You can read the TREZOR team’s full response here: https://t.co/YumGfLj50d
— Kraken Exchange (@krakenfx) January 31, 2020
Hardware Fault In Model T And One
The exploit works with both the Trezor Model T and the Trezor One, and the vulnerability forces the wallet to expose its encrypted seed phrase stored on the device. With only a PIN protecting it, it can be brute-forced into revealing the seed phrase and make you capable of moving the funds inside the wallet with ease.
The hack itself gets explained in greater detail by way of Kraken Security Labs’ blog post. The hack itself exploits a very well known flaw within the Trezor wallet’s hardware. Due to where the vulnerability is based in, it makes it difficult to quickly address, unless Trezor completely redesigns and redistributes its wallets.
Hacked For As Little As $75
The blog post goes into detail about how the researchers used their specialist knowledge and equipment that was deemed “Several hundred dollars” worth to crack the device. What should be noted, though, should someone try to mass-produce the needed hardware, the overall cost of the equipment stands at about $75.

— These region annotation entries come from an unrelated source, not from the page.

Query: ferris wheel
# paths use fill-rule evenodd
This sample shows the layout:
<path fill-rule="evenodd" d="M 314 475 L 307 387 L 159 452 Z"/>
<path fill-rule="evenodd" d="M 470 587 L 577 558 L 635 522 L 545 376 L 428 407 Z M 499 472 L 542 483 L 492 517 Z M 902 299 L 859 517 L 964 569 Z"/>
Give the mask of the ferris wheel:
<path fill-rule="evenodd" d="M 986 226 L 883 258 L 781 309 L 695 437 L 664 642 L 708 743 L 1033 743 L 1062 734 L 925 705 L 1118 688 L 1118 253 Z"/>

Trezor itself had to respond to the attack itself, as well and did so publically. The company officially acknowledged the risks that the attack poses it, dubbing it the Read Protection Downgrade Attack.
Crowd Control
As Trezor’s post explains, the attacker needs to gain access to the device itself, as well as create a specialized device capable of sending timed voltage glitches. Once this causes the system to malfunction, the attacker is capable of brute-forcing a 9-digit code that serves as a security measure.

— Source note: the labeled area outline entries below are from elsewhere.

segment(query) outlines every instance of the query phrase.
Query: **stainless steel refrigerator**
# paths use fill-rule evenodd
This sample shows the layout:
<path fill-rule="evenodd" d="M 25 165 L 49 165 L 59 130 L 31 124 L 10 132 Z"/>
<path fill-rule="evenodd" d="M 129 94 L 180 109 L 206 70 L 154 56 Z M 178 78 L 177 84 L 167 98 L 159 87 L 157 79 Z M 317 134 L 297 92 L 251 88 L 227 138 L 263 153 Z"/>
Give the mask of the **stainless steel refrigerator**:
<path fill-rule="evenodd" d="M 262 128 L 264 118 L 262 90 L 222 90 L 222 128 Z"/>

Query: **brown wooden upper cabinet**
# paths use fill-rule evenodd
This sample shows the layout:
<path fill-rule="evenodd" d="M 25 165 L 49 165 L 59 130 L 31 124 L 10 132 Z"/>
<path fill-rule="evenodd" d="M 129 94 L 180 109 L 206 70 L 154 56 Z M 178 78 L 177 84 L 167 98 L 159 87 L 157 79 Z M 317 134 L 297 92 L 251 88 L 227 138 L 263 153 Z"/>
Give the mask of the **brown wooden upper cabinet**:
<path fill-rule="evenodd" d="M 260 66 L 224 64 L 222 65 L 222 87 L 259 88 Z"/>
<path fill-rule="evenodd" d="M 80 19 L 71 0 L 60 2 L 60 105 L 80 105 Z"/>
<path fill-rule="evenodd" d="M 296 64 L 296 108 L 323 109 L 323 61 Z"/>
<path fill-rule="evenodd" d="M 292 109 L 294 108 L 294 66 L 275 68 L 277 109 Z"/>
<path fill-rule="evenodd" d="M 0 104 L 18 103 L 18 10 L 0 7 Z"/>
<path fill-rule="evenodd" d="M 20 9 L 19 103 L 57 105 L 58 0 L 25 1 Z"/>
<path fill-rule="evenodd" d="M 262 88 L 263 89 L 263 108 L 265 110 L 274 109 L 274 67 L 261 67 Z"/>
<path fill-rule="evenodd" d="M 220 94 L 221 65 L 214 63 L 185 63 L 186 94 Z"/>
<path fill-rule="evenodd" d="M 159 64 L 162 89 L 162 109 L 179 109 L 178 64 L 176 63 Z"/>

Both Trezor and Kraken use this as grounds to encourage the usage of optional passphrases to protect a user’s holdings further. No matter how good a hacker is, if it’s locked behind a robust password and there’s no way around it, there’s nothing a hacker can do. Luckily, there’s no exploit to be made at the passphrase side of Trezor’s system, as well. However, until this matter is resolved, it should be considered the only security measure you have, should you own a Trezor wallet.